Their goal is to gain weight, not lose it, so they have a fighting chance at survival when they are released into the wild. These 12 Blanding’s turtle hatchlings are part of a regional recovery program designed to boost the state-endangered species’ numbers and ward off extinction.
“They are doing great,” said Jen Guest, a Forest Preserve program coordinator, of the latest batch of Blanding’s hatchlings. “They are growing faster than any batch we have had so far.”
Unlike the first batch the Forest Preserve received in 2017, this batch was very good at eating pellet food right off the bat, Guest said.
“The pellets give them better nutrients when they are being raised in captivity,” she explained.
The turtles are four months old now and they “have some really cool shell designs,” Guest said.
The turtles were about the size of a quarter when they arrived. As they get bigger, live food will be introduced to the hatchlings’ diet so they know what to eat when they are released.
“We get them when they are a few weeks old and we help raise them until they’re about 1 year of age,” Guest said.

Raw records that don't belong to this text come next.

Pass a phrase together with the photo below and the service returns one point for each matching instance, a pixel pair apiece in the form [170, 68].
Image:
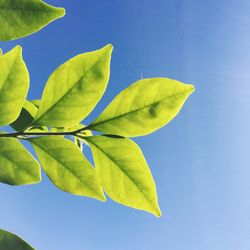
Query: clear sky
[200, 160]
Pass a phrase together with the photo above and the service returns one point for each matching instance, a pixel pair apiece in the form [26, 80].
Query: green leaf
[124, 173]
[17, 166]
[66, 166]
[26, 116]
[36, 102]
[74, 89]
[14, 84]
[10, 241]
[24, 17]
[143, 107]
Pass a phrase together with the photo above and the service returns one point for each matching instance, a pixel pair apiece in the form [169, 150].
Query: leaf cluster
[54, 124]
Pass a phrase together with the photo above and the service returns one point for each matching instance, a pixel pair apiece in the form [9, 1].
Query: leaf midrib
[135, 110]
[129, 177]
[68, 169]
[65, 94]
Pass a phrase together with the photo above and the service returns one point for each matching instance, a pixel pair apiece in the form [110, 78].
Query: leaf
[143, 107]
[26, 116]
[124, 173]
[66, 166]
[10, 241]
[14, 84]
[17, 166]
[74, 89]
[36, 102]
[24, 17]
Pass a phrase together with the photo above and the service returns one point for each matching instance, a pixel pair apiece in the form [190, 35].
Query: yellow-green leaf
[124, 173]
[143, 107]
[10, 241]
[20, 18]
[74, 89]
[14, 84]
[26, 116]
[17, 166]
[66, 166]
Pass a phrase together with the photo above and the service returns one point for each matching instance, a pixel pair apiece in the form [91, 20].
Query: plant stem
[23, 133]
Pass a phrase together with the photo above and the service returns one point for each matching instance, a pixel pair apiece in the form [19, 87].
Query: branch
[23, 133]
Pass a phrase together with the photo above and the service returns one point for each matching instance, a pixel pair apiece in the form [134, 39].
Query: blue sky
[200, 160]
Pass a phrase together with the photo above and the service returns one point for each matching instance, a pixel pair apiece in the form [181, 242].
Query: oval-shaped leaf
[14, 84]
[124, 173]
[143, 107]
[20, 18]
[74, 89]
[10, 241]
[17, 166]
[66, 166]
[26, 116]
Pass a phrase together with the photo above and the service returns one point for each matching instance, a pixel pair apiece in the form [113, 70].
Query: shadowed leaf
[20, 18]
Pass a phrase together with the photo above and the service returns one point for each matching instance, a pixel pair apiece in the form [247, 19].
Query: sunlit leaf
[36, 102]
[124, 173]
[14, 84]
[17, 166]
[10, 241]
[74, 89]
[66, 166]
[143, 107]
[26, 116]
[20, 18]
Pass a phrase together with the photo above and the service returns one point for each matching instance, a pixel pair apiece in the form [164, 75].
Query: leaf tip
[108, 48]
[102, 197]
[61, 12]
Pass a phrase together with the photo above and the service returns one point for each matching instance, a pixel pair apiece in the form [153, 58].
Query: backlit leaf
[74, 89]
[17, 166]
[66, 166]
[19, 18]
[14, 84]
[10, 241]
[143, 107]
[26, 116]
[124, 173]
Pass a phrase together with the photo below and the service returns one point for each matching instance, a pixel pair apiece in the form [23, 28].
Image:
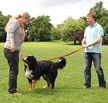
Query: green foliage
[40, 29]
[70, 27]
[69, 82]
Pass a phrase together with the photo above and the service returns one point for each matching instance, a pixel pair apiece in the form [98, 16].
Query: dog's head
[29, 60]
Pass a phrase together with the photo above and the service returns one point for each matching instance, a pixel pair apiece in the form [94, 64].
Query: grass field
[70, 80]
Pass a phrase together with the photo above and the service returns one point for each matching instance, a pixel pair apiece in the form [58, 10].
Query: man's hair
[93, 14]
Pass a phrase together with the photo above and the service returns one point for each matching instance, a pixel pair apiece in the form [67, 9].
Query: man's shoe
[85, 87]
[102, 87]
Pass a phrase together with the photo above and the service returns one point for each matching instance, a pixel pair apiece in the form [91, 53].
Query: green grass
[69, 83]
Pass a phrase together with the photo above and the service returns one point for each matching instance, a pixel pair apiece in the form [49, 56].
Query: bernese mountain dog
[47, 69]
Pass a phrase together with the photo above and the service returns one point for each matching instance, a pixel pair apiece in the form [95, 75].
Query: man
[92, 43]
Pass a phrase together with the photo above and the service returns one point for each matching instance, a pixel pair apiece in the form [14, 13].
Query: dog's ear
[33, 59]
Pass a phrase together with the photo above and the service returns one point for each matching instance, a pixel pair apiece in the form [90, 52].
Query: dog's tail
[61, 63]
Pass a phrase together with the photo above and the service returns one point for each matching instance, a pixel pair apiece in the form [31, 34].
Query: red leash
[66, 54]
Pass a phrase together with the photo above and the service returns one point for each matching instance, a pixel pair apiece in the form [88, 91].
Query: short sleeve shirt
[91, 33]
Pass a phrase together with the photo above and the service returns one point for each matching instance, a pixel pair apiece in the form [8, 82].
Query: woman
[12, 47]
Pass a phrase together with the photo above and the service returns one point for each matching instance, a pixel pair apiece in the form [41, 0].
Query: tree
[102, 18]
[70, 27]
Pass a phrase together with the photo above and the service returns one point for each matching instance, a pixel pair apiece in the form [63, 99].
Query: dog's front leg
[33, 83]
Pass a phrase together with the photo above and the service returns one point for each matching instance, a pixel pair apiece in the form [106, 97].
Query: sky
[58, 10]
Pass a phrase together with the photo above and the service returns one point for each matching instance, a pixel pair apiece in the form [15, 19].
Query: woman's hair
[93, 14]
[24, 14]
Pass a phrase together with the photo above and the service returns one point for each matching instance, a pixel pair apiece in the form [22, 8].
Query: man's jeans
[13, 61]
[96, 58]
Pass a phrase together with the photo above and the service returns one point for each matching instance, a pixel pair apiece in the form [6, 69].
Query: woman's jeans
[96, 58]
[13, 61]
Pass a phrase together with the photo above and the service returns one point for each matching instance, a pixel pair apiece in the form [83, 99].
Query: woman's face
[25, 19]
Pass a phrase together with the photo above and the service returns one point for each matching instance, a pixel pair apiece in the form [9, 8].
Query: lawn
[70, 80]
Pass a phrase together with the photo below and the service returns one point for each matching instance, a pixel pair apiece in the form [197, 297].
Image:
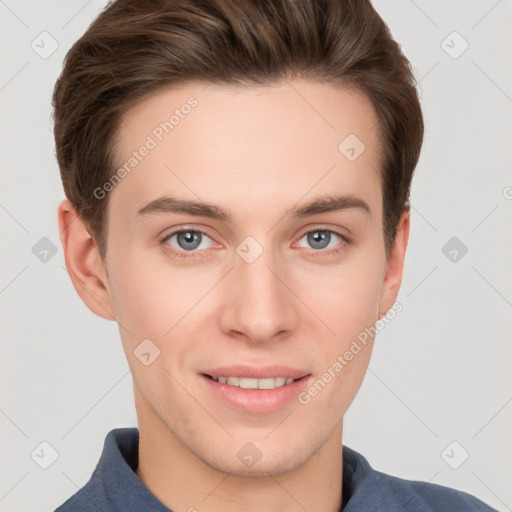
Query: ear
[85, 268]
[395, 265]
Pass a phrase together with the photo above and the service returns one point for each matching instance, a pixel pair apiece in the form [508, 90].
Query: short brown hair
[135, 48]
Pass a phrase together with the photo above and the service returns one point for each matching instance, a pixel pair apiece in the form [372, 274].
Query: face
[269, 282]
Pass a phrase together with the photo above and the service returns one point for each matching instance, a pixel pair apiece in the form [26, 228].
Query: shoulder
[426, 496]
[368, 488]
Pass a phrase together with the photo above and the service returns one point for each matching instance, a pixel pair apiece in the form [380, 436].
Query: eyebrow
[324, 204]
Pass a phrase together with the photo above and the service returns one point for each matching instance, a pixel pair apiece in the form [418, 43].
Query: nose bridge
[259, 305]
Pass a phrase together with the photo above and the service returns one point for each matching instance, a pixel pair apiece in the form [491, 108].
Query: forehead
[249, 146]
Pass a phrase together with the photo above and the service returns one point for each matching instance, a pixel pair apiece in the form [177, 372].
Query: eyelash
[192, 255]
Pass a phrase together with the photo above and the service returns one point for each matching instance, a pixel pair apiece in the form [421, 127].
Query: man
[240, 173]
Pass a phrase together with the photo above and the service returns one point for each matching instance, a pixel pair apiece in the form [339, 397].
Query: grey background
[440, 371]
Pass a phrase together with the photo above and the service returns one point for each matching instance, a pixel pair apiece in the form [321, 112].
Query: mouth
[255, 390]
[252, 383]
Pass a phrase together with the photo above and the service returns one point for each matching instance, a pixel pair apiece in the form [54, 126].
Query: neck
[183, 481]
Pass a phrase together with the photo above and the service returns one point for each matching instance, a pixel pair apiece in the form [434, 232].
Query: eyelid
[345, 239]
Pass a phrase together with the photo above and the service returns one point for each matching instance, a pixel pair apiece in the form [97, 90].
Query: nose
[259, 304]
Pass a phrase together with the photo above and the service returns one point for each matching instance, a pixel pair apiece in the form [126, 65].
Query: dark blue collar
[114, 485]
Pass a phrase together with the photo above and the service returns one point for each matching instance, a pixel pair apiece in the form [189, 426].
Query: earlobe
[395, 265]
[83, 262]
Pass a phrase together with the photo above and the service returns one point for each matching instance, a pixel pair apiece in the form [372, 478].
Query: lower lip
[257, 400]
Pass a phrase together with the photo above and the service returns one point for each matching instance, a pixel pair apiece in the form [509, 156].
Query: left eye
[188, 240]
[319, 239]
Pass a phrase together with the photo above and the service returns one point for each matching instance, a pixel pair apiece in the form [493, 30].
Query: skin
[257, 152]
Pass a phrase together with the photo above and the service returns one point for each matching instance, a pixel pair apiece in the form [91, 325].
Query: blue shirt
[114, 486]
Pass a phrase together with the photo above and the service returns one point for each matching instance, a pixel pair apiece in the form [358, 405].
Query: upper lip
[254, 372]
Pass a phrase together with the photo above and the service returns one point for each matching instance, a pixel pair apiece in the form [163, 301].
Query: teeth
[248, 383]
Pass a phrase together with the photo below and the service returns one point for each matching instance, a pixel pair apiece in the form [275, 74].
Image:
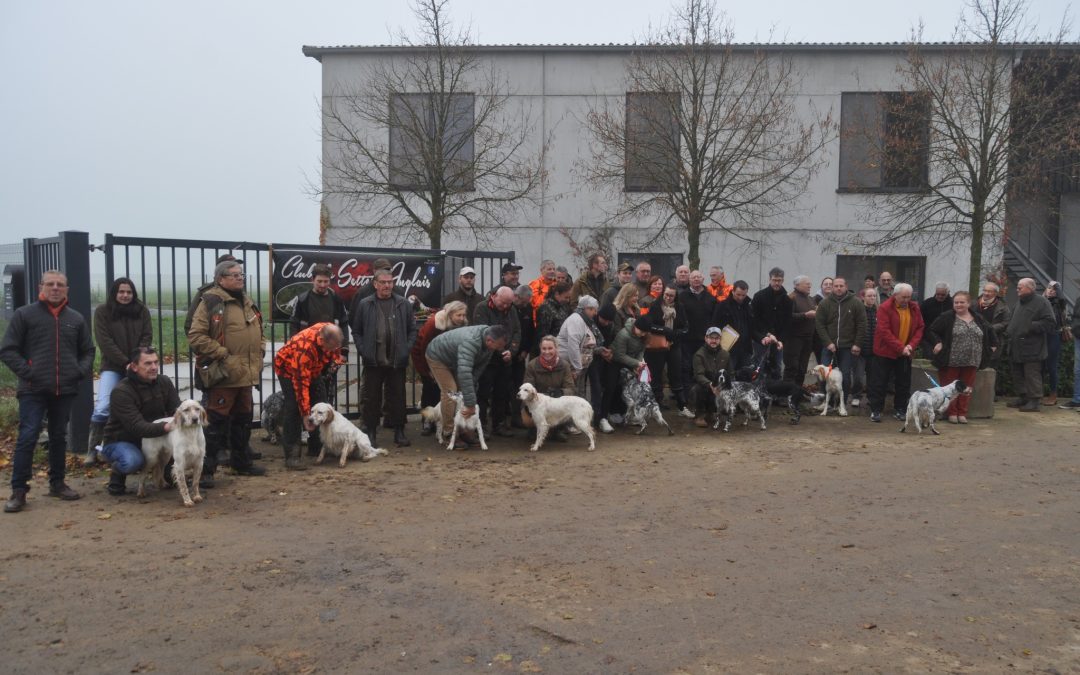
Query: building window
[904, 269]
[652, 142]
[431, 142]
[883, 142]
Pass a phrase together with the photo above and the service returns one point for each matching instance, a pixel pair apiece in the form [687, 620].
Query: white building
[559, 83]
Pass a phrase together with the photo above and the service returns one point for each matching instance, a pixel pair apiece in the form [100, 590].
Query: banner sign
[418, 274]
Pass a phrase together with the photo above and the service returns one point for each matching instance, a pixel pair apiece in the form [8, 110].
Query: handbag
[657, 342]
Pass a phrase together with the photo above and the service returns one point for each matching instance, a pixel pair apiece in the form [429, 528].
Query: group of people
[564, 337]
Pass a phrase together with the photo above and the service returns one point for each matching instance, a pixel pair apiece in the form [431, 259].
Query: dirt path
[836, 545]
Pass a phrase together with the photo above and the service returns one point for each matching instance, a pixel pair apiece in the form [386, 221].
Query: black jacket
[302, 319]
[135, 405]
[365, 327]
[772, 312]
[740, 318]
[698, 308]
[941, 331]
[49, 354]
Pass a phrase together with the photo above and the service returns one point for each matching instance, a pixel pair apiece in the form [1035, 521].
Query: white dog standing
[548, 413]
[340, 437]
[433, 415]
[185, 445]
[927, 404]
[833, 380]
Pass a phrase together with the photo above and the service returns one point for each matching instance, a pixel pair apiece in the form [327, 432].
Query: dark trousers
[382, 391]
[1027, 379]
[900, 370]
[845, 361]
[666, 362]
[32, 409]
[494, 391]
[688, 349]
[797, 352]
[291, 415]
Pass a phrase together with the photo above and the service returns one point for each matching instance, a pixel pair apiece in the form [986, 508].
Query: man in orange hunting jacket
[300, 365]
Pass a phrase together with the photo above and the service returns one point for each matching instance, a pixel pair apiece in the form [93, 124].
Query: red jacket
[886, 341]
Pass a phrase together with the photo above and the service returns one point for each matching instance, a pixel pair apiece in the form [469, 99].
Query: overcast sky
[200, 118]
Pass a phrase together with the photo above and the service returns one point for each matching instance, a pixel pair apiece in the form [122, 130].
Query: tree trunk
[693, 239]
[975, 259]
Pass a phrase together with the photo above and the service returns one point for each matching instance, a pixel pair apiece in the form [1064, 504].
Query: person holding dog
[48, 347]
[144, 396]
[707, 363]
[899, 332]
[301, 365]
[457, 360]
[962, 343]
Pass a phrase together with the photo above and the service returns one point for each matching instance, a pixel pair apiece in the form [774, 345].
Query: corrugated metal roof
[318, 52]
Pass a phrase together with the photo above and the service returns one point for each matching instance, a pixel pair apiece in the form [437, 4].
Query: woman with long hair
[121, 325]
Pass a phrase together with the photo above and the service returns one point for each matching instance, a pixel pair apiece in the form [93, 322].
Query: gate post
[75, 262]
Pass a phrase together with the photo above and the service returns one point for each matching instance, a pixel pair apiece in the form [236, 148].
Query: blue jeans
[31, 413]
[125, 457]
[1053, 356]
[1076, 370]
[844, 361]
[106, 383]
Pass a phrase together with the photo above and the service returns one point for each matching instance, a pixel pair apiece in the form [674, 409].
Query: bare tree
[710, 137]
[430, 143]
[970, 132]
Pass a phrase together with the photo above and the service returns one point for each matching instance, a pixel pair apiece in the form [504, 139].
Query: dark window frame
[644, 179]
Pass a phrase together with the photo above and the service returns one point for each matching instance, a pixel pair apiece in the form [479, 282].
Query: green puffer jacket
[243, 345]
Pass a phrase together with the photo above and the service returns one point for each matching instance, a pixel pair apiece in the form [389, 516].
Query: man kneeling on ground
[143, 396]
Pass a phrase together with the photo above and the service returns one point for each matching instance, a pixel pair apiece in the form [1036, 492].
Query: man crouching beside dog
[300, 366]
[457, 360]
[143, 396]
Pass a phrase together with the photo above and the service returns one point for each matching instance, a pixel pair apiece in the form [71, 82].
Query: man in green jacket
[457, 359]
[841, 326]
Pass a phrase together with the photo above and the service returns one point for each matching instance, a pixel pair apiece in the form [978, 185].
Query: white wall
[558, 88]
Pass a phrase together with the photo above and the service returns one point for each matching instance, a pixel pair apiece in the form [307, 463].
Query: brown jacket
[242, 346]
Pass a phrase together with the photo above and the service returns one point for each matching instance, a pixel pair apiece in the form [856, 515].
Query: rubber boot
[96, 434]
[117, 484]
[293, 460]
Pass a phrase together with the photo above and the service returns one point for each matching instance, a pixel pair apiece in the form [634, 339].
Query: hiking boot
[61, 490]
[295, 463]
[17, 501]
[117, 484]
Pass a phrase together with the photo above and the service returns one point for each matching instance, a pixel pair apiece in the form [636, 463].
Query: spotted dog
[927, 404]
[640, 403]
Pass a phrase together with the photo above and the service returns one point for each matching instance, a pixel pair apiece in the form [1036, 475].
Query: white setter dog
[185, 445]
[433, 415]
[340, 437]
[833, 380]
[548, 413]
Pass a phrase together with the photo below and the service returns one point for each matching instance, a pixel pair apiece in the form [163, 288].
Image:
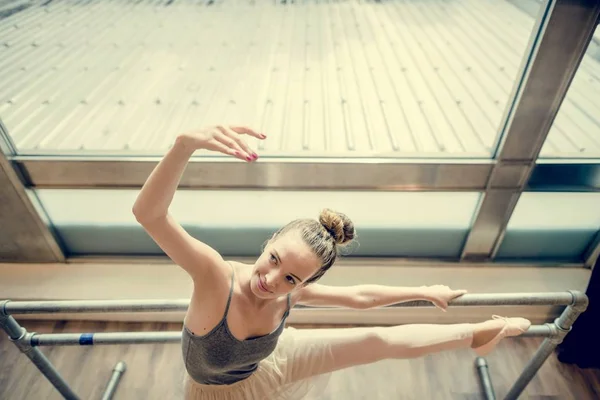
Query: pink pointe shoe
[513, 327]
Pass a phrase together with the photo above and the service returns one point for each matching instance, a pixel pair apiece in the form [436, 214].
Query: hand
[440, 295]
[224, 139]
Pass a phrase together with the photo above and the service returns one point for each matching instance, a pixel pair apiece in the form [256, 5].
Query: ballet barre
[28, 343]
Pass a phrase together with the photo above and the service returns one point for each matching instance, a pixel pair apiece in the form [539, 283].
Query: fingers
[230, 138]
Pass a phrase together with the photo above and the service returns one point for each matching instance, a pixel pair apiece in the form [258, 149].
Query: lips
[261, 285]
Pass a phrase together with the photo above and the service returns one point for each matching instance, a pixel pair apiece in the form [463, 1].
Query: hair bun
[338, 225]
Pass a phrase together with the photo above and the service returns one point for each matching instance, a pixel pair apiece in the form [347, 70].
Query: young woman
[234, 342]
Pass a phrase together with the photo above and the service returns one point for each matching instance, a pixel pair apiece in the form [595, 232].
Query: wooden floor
[155, 371]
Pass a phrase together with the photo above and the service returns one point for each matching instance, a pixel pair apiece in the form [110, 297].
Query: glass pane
[238, 222]
[320, 78]
[552, 226]
[575, 132]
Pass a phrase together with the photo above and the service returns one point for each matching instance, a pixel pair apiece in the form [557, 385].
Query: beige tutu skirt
[292, 371]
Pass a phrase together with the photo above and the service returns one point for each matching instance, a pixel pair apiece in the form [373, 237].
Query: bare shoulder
[216, 279]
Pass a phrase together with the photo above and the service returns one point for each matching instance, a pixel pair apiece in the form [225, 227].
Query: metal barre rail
[29, 342]
[98, 306]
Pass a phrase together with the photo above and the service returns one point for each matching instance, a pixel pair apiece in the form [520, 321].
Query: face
[283, 267]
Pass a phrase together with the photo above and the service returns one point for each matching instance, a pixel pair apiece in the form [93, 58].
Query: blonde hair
[325, 237]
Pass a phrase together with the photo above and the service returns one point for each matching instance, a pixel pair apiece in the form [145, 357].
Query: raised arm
[151, 208]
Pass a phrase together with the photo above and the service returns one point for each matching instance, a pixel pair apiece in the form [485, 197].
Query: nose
[270, 280]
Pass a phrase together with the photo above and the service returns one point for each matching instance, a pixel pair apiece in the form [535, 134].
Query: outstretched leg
[320, 351]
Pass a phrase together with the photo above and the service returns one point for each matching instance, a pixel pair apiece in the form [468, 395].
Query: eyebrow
[279, 258]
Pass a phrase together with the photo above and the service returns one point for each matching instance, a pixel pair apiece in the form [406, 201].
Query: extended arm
[151, 208]
[373, 296]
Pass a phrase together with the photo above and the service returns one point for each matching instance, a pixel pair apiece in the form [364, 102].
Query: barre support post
[562, 326]
[21, 338]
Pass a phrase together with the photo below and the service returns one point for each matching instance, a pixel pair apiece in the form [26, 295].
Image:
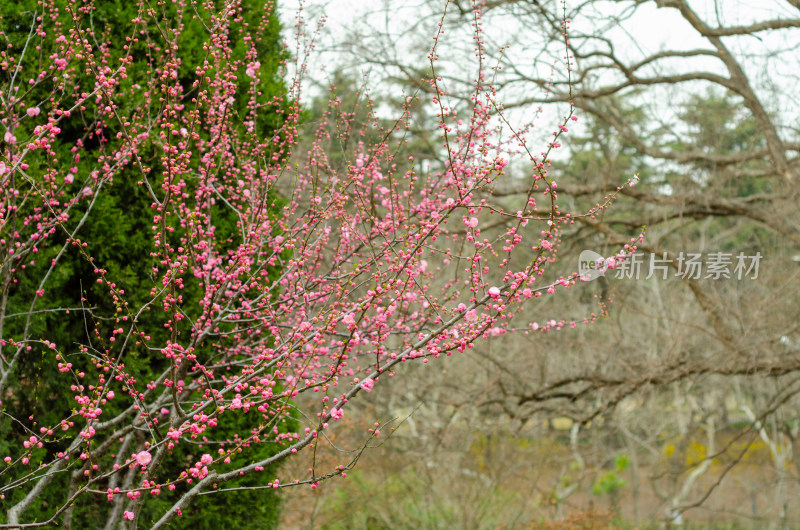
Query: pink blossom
[143, 458]
[252, 69]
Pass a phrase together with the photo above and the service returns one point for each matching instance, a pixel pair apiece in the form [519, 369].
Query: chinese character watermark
[686, 265]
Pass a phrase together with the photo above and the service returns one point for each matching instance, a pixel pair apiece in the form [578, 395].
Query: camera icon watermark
[685, 265]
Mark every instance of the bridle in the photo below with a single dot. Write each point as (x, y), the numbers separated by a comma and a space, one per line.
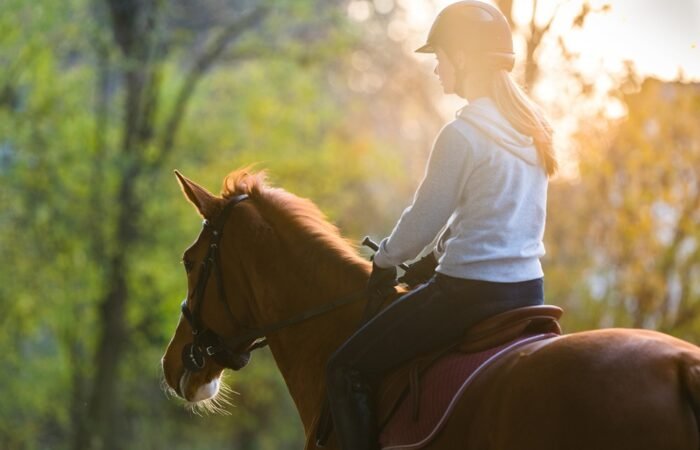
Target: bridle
(233, 352)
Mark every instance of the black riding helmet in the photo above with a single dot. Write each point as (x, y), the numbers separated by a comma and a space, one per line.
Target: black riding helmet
(476, 28)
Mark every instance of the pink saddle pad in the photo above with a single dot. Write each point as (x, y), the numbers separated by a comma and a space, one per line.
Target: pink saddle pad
(441, 387)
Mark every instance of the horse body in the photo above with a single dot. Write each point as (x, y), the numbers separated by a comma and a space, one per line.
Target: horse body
(607, 389)
(604, 389)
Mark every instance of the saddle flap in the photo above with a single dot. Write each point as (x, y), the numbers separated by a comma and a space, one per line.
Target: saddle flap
(489, 333)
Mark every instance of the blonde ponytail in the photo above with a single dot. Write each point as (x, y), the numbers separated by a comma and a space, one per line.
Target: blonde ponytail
(525, 116)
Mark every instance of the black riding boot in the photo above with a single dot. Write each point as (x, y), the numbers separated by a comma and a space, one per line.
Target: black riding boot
(352, 407)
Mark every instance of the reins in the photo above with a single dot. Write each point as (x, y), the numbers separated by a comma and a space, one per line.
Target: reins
(234, 352)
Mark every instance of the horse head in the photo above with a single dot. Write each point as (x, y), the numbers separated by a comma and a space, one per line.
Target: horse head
(263, 257)
(217, 306)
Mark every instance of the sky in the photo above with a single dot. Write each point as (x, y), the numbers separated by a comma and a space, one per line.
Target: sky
(660, 37)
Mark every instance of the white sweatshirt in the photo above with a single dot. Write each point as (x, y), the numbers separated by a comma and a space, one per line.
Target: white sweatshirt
(486, 188)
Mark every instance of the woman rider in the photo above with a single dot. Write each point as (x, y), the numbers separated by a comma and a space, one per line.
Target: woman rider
(485, 188)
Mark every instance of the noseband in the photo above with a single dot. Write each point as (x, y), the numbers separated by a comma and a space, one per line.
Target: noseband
(233, 353)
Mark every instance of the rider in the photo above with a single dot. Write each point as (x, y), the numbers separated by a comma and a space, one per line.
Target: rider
(485, 187)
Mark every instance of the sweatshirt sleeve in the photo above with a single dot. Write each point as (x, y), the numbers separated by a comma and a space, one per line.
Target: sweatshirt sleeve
(434, 201)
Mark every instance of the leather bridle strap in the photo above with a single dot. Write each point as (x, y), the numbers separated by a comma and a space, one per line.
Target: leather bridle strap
(235, 349)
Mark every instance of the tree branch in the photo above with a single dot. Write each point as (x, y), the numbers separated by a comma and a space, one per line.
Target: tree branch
(200, 66)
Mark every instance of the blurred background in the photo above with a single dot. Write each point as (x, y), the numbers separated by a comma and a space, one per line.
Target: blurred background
(101, 99)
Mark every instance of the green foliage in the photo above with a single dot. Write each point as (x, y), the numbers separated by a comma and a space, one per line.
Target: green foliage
(61, 164)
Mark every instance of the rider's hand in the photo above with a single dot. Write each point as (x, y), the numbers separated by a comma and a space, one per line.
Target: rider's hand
(420, 271)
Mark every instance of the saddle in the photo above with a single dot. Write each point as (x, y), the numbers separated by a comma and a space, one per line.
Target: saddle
(481, 341)
(461, 360)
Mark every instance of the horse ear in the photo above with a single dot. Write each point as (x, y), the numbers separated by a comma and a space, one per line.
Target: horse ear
(205, 202)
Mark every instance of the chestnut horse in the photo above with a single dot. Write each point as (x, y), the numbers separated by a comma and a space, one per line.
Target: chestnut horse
(598, 390)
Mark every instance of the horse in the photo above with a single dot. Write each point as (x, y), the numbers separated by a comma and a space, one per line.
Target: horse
(268, 265)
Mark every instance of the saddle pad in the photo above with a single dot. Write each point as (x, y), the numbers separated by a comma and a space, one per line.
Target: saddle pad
(441, 386)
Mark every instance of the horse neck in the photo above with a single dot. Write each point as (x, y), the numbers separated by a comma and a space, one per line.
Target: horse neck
(302, 351)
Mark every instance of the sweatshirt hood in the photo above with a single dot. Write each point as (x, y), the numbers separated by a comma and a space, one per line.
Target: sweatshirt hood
(484, 115)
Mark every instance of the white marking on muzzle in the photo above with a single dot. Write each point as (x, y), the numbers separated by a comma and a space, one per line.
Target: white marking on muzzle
(203, 392)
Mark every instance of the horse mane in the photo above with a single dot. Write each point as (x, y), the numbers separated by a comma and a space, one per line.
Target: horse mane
(300, 213)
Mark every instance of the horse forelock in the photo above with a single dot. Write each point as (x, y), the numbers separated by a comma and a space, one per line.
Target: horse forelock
(301, 213)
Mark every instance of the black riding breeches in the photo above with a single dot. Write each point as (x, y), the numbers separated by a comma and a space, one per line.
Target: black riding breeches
(429, 317)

The turtles will be released in late summer or early fall of 2021 at an undisclosed location. Turtle handlers will don chest-high waders and walk into ponds placing the turtles individually in the water.
“It’s really cool to just set them free and know that they’re going to have a chance to live in the wild,” Guest said.
The Blanding’s turtles aren’t treated like pets while they’re housed indoors by the Forest Preserve. The goal is to keep them wild. They are only handled when tanks are cleaned or while they are being weighed.
This batch of Blanding’s turtles is the third one raised by the Forest Preserve District, which joined the regional Blanding’s turtle recovery program in 2017. The turtle program was spearheaded by the Forest Preserve District of DuPage County and it is overseen by the Illinois Department of Natural Resources.
Before the turtles are released into a natural area, they will be microchipped and the marginal scutes, or bony plates, near the edge of the turtles’ shells will be notched with files to make sure each turtle is logged into the program and can be identified later.
Releasing 1-year-old turtles, rather than hatchlings, gives the creatures a fighting chance and it is hoped their numbers will increase. Intervention is needed because a large percentage of the turtles perish as eggs or as newborns and many more don’t survive until age 1.
Blanding’s turtles are in trouble because they need a larger habitat to survive, they lay fewer eggs than other turtle species, their habitat continues to decline, poachers nab them, cars hit them, and predators feast on eggs and newborn turtles.
Since 1999, the Forest Preserve District of DuPage County has released several thousand turtles into the wild. The recovery program also is underway at Illinois zoos, universities and other northern Illinois forest preserve districts. All of the agencies are working together to raise hatchlings that can be released into natural areas.
Blanding’s turtles can live to age 60 and some make it to 80.
In addition to the Blanding’s turtle hatchling program, an educational component also has been established at the Forest Preserve District’s Isle a la Cache Museum in Romeoville. A turtle display tank was installed at the museum in 2017 and live Blanding’s turtles that shouldn’t breed due to genetic anomalies are on display for educational purposes.